Other minor things were changed and improved, according to our suggestions.

However, regarding the lesion volumes, one last major concern remains in my eyes: the authors plot the lesion overlap images now and give us significant differences about the lesion volumes between good and poor recovery group. This finding in their patient sample cannot simply be stated as additional sentence. This should be covered and included in their analysis model as a covariate. The authors should the lesion volume include in their statistical model and check to which amount the recovery is explained by the lesion volume and to which extent by their FC-connectivity values. I guess that the lesion volume alone will "swallow" a large amount of explanatory variance of the outcome parameter. Readers should know this.

Beyond this, I ask the authors to give an additional column in their table: I would like to see both real "total lesion volume" and "overlap volume" for each patient, not only the overlap volume.
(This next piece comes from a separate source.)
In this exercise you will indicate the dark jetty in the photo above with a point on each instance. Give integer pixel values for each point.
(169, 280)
Taken together, the study is still important and should enrich our knowledge on outcome prediction in stroke patients.

Author Response

We thank the reviewer for his/her attention and thoughtful comments. Below we have provided responses to specific comments, and noted changes in the manuscript.

 

 

Reviewer 2

Dear authors,

After deep review of the revised manuscript, the authors improved the manuscript according to the two reviewer suggestions substantially. One of my main concerns, the potential conflict of deriving the seed coordinates for M1 and SMA based on task-fMRI could be ruled out by the authors' explanation and showing of the closeness of the SPM- and their result-driven coordinates for the ROIS.
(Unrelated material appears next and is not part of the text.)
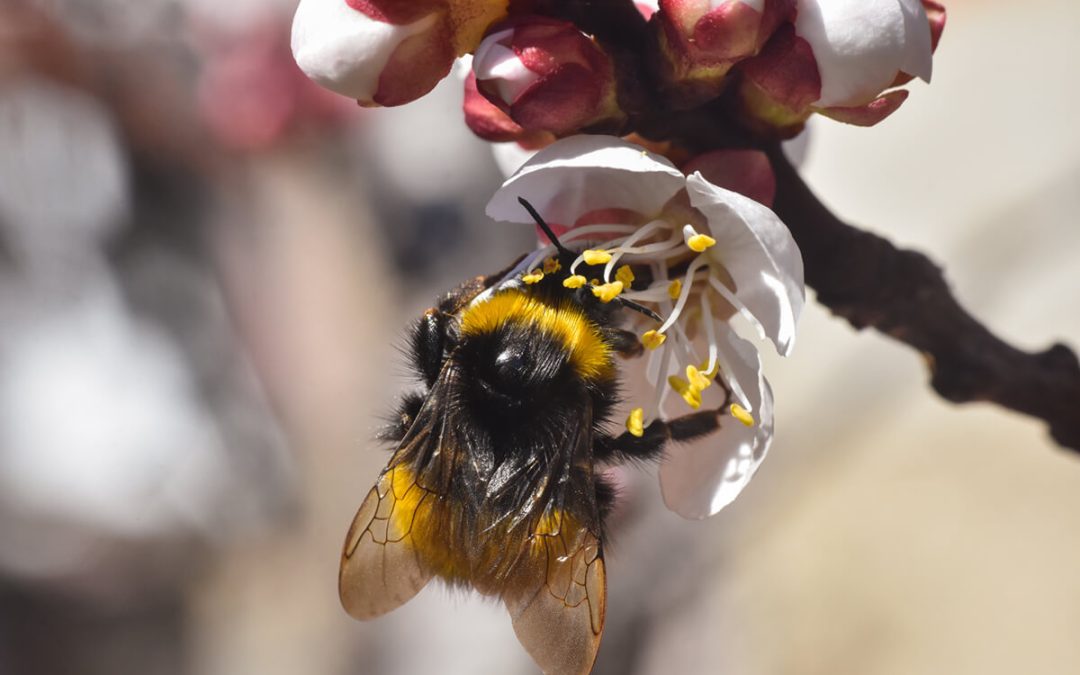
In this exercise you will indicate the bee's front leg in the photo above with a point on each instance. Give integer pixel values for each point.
(651, 443)
(399, 424)
(624, 342)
Other minor things were changed and improved, according to our suggestions.

1)However, regarding the lesion volumes, one last major concern remains in my eyes: the authors plot the lesion overlap images now and give us significant differences about the lesion volumes between good and poor recovery group. This finding in their patient sample cannot simply be stated as additional sentence. This should be covered and included in their analysis model as a covariate. The authors should the lesion volume include in their statistical model and check to which amount the recovery is explained by the lesion volume and to which extent by their FC-connectivity values. I guess that the lesion volume alone will "swallow" a large amount of explanatory variance of the outcome parameter. Readers should know this.
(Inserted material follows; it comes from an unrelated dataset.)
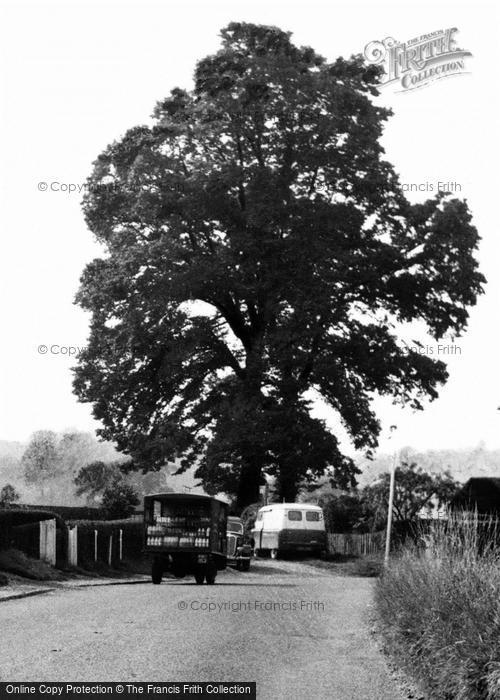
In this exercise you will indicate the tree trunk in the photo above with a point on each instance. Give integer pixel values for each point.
(287, 482)
(250, 479)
(Author response) We thank the reviewer for important and thoughtful comments. Following the suggestion by the reviewer, we did additional analysis, which included the total lesion volume as a covariate. The result was added in Results session as follows:

“When the total lesion volume was included as a covariate in statistical analysis, ANOVA F-test results revealed a statistically significant difference in FC between ipsilesional M1–contralesional M1 among the three groups (p=0.018) and in FC between ipsilesional M1–contralesional SMA among the three groups (p=0.015). In the post-hoc two-sample t-test, however, there was no difference in the FC value between the good recovery group and poor recovery group (p=0.232).”

We also add a sentence in Discussion session to describe that the lesion volume will "swallow" a large amount of explanatory variance of the outcome parameter as follows:

“However, the total lesion volume along showed a tendency to swallow a large amount of explanatory variance of the outcome parameter.”

2)Beyond this, I ask the authors to give an additional column in their table: I would like to see both real "total lesion volume" and "overlap volume" for each patient, not only the overlap volume.

(Author response) We revised Table 1 to include both real "total lesion volume" and "overlap volume" for each patient.

3)Taken together, the study is still important and should enrich our knowledge on outcome prediction in stroke patients.

(Author response) We deeply appreciate the reviewers’ high evaluation and encouragement on the importance of our study.